How Do Vision-Language Models Process Conflicting Information Across Modalities? (2507.01790v1)

Published 2 Jul 2025 in cs.CL, cs.AI, cs.CV, and cs.LG

Abstract: AI models are increasingly required to be multimodal, integrating disparate input streams into a coherent state representation on which subsequent behaviors and actions can be based. This paper seeks to understand how such models behave when input streams present conflicting information. Focusing specifically on vision-LLMs, we provide inconsistent inputs (e.g., an image of a dog paired with the caption "A photo of a cat") and ask the model to report the information present in one of the specific modalities (e.g., "What does the caption say / What is in the image?"). We find that models often favor one modality over the other, e.g., reporting the image regardless of what the caption says, but that different models differ in which modality they favor. We find evidence that the behaviorally preferred modality is evident in the internal representational structure of the model, and that specific attention heads can restructure the representations to favor one modality over the other. Moreover, we find modality-agnostic "router heads" which appear to promote answers about the modality requested in the instruction, and which can be manipulated or transferred in order to improve performance across datasets and modalities. Together, the work provides essential steps towards identifying and controlling if and how models detect and resolve conflicting signals within complex multimodal environments.

Summary

The paper reveals that VLMs experience performance degradation when processing conflicting image-caption pairs, showing inherent modality biases.
The study employs probing and clustering analyses to demonstrate that biases stem from deeper attention head layers rather than encoding failures.
Manipulating specific attention heads, like router and promotion heads, improves target-modal fidelity and cross-dataset generalization.

How Do Vision-LLMs Process Conflicting Information Across Modalities?

Introduction

The integration of multimodal inputs has become essential in advancing AI systems that operate in varied and complex environments. The paper investigates how Vision-LLMs (VLMs) handle inconsistent information across modalities, using inputs like an image of a dog accompanied by a caption "A photo of a cat." This paper is significant as it reveals differential treatment of conflicting modalities among VLMs, with some preferring image data and others text. Furthermore, the researchers explore how certain attention heads facilitate or bias this preference.

Performance Degradation of VLMs on Conflicting Inputs

The paper's experimental setup involved creating inconsistent image-caption pairs and evaluating models on their ability to report information correctly based on a specified target modality, either visual or textual. The main findings highlight performance degradation across all tested models when exposed to these conflicting inputs, with models like InstructBLIP showing a pronounced bias towards visual information in contradictory settings.

Figure 1: Examples of inconsistent image and caption pairs. Models need to report image or caption information based on the target modality.

Internal Representational Analysis

To understand the underlying causes behind VLM behavior, the researchers employed probing techniques to assess whether models encode unimodal information adequately. It was found that VLMs do encode independent modal information accurately, suggesting that the performance drop isn't due to an encoding failure. Instead, clustering analysis revealed that the models' bias towards a modality is embedded within deeper layers of the network, influencing decision-making based on the target modality prompt.

Figure 2: Accuracy of unimodal and consistency probes indicate VLMs effectively encode modality-specific information, in addition to detecting consistency.

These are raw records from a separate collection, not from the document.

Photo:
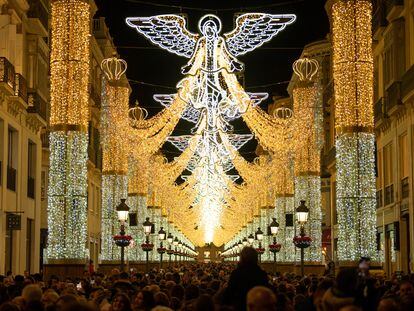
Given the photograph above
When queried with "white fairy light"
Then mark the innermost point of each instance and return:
(213, 99)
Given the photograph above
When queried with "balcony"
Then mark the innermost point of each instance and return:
(380, 109)
(393, 8)
(31, 187)
(44, 137)
(20, 87)
(407, 83)
(95, 95)
(379, 19)
(393, 96)
(38, 10)
(379, 198)
(405, 188)
(38, 105)
(7, 74)
(389, 194)
(11, 178)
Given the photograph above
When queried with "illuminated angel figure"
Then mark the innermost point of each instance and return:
(212, 56)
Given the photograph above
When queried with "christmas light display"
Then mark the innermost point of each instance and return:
(307, 105)
(353, 87)
(114, 140)
(211, 98)
(67, 192)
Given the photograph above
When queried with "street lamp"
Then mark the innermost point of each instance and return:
(161, 250)
(169, 251)
(180, 249)
(122, 240)
(274, 247)
(147, 225)
(259, 237)
(302, 242)
(250, 239)
(274, 227)
(175, 243)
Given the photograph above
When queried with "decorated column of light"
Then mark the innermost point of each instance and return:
(114, 140)
(306, 104)
(138, 168)
(69, 115)
(275, 247)
(283, 178)
(353, 87)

Attention Head Role in Modality Preference

The paper identifies specific attention heads responsible for dynamically restructuring representations according to the target modality. These include modality-agnostic "router heads" and modality-specific "promotion heads." By manipulating these heads, researchers demonstrated the ability to adjust the models’ output preference, improving target-modal fidelity when processing conflicting inputs.

Figure 3: Different attention head types in Qwen2.5-VL, showing their influence on modality-specific answers.

Cross-Dataset Generalization and Intervention

Intervention studies revealed that altering the functionality of these attention heads can generalize to other datasets. This finding suggests the potential for utilizing attention head manipulation to enhance VLM accuracy in diverse real-world scenarios involving conflicting multimodal information.

Conclusion

The paper provides insights into the adaptability of VLMs when dealing with cross-modal information conflicts. The identification of attention heads that modulate modality preference is a key step toward developing more reliable multimodal AI systems. Future research should investigate the scalability of these findings across larger model architectures and broader modality datasets to more fully harness the potential of VLMs in practical applications. Through continuous exploration and manipulation of attention structures, AI systems may efficiently resolve information conflicts, leading to more coherent and contextually aware multimodal interactions.